I ran the program in gdb setting breakpoint in spin() and to my surprise, the process did not crash. The program exited normally. I thought, this might be due to the breakpoint that I set. I re-ran the program without the breakpoint and the program ran normally again in gdb .
(gdb) file /opt/apache22/bin/httpd
(gdb) set args -k start
Breakpoint 1 at 0x80618bd: file main.c, line 438.
Starting program: /opt/apache226/bin/httpd -k start
[Thread debugging using libthread_db enabled]

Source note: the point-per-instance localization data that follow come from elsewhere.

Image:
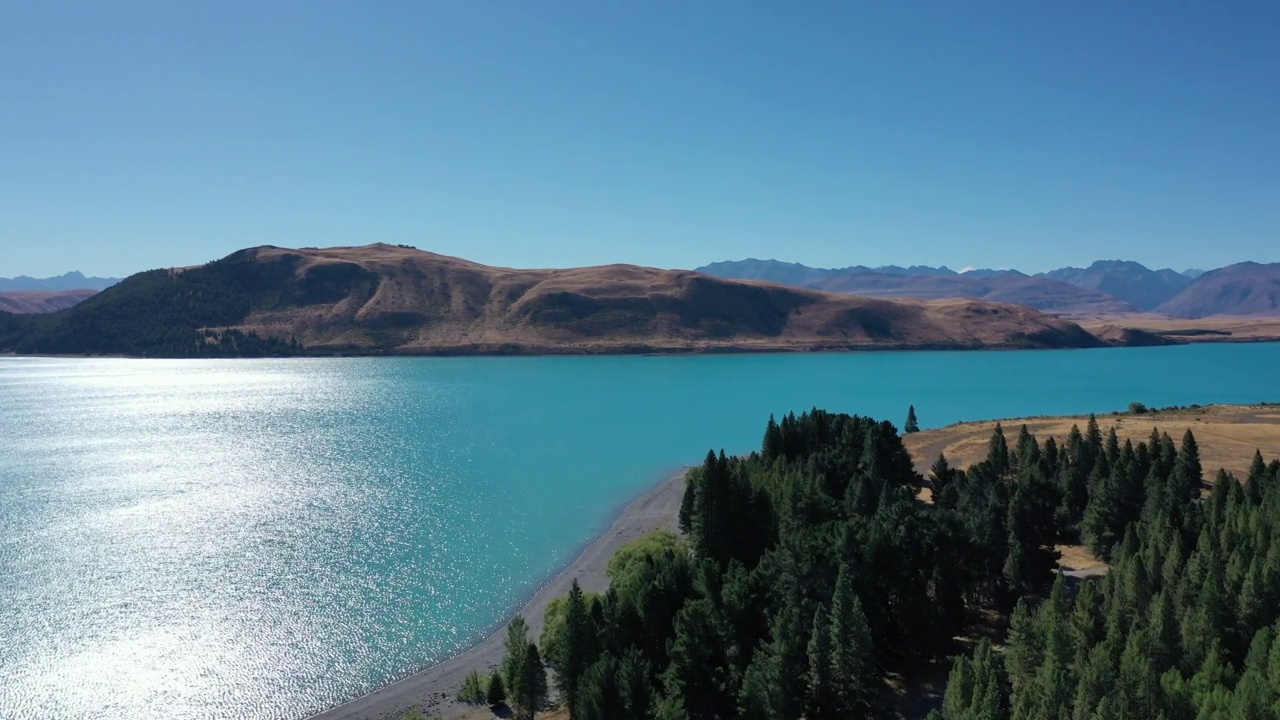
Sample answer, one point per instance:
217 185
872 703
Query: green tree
912 425
819 664
851 654
579 648
516 657
997 452
698 671
497 693
474 689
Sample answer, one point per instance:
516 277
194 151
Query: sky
666 133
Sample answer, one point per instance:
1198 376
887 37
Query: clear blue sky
1027 135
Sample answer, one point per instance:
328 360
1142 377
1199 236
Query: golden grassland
1226 434
1220 328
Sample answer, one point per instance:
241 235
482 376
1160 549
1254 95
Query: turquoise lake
266 538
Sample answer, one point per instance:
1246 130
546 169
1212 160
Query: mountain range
69 281
394 299
1104 287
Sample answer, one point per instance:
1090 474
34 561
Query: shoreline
434 688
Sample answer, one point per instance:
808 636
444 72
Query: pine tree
635 691
497 695
533 682
851 661
912 425
997 452
941 477
819 664
698 671
516 659
579 651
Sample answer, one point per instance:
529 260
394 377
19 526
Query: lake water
265 538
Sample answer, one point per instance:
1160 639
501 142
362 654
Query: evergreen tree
497 692
698 671
997 452
821 692
579 651
515 661
941 477
533 683
851 660
635 691
912 425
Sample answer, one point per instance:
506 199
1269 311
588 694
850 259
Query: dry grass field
1226 434
1221 328
403 300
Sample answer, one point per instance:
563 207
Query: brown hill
1040 292
1244 288
41 301
394 299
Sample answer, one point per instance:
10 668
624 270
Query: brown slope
1040 292
1244 288
393 299
41 301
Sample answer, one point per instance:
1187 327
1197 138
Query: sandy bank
434 688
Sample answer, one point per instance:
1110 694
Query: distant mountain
384 299
39 302
990 273
996 286
798 274
1132 282
71 281
1244 288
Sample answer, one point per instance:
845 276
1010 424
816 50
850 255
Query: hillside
37 301
804 276
1128 281
68 281
389 299
1244 288
1228 434
996 286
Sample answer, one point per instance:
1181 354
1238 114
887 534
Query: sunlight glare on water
266 538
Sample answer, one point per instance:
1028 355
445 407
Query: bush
475 689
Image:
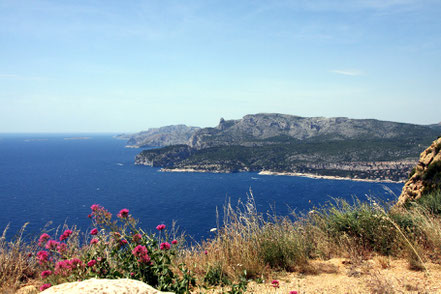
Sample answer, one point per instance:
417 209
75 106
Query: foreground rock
101 286
426 175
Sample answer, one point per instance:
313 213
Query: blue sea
49 178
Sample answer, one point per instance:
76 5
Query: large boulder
425 177
101 286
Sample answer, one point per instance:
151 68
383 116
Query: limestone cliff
425 177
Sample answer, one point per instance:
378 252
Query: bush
117 249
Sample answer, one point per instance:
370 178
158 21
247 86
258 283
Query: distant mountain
272 128
164 136
356 148
435 126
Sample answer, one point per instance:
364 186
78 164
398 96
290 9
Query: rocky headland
316 146
425 176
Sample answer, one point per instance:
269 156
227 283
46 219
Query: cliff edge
425 177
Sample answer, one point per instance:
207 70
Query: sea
48 180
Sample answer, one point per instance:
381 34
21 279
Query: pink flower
137 238
62 248
139 250
52 245
42 256
43 238
95 207
160 227
123 213
75 262
45 274
65 235
45 286
165 246
142 253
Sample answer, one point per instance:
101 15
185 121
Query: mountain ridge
343 147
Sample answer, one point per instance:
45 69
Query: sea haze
47 178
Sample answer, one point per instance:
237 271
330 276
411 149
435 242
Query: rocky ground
338 275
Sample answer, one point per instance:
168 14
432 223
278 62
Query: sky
126 66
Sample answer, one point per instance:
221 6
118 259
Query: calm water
47 178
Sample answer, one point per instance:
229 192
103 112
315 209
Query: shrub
118 249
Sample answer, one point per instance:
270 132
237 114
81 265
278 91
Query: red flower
52 245
95 207
45 274
42 256
43 238
165 246
65 235
61 248
123 213
160 227
141 252
137 238
45 286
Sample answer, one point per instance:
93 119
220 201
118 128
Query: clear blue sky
121 66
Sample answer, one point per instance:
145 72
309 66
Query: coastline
292 174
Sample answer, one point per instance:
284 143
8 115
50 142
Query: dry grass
339 244
261 245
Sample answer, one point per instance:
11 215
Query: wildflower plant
117 248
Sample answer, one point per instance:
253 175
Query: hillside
343 147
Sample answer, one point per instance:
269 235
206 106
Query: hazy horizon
116 67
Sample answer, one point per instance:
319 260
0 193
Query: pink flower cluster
52 245
42 256
45 286
43 239
65 235
123 213
141 253
137 238
64 267
165 246
45 274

[New Thread 0xb7ee06c0 (LWP 28225)]
[Switching to Thread 0xb7ee06c0 (LWP 28225)]
main (argc=3, argv=0xbfeb32a4) at main.c:438
(gdb) break spin
Function "spin" not defined.
Make breakpoint pending on future shared library load? (y or [n]) y
Breakpoint 2 (spin) pending.
Breakpoint 3 at 0x3a9326
Pending breakpoint "spin" resolved
[New Thread 0x19a5bb0 (LWP 28229)]
[Switching to Thread 0x19a5bb0 (LWP 28229)]
Breakpoint 3, 0x003a9326 in spin ()
warning: Temporarily disabling breakpoints for unloaded shared library "/hema/opensso/web_agents/apache22_agent/lib/libamapc22.so"
Breakpoint 3 at 0x4b6326
Program exited normally.
I then ran strace and ltrace to get more information and to my surprise, apache didn't crash if I ran with those monitoring tools either.
I suspect this is due to some sort of timing issue. How do I debug a program if it's behavior changes when attached to a debugger or when run with the monitoring tools !!
I gave up on live debugging and finally had to go back to core dump analysis of the core file in gdb.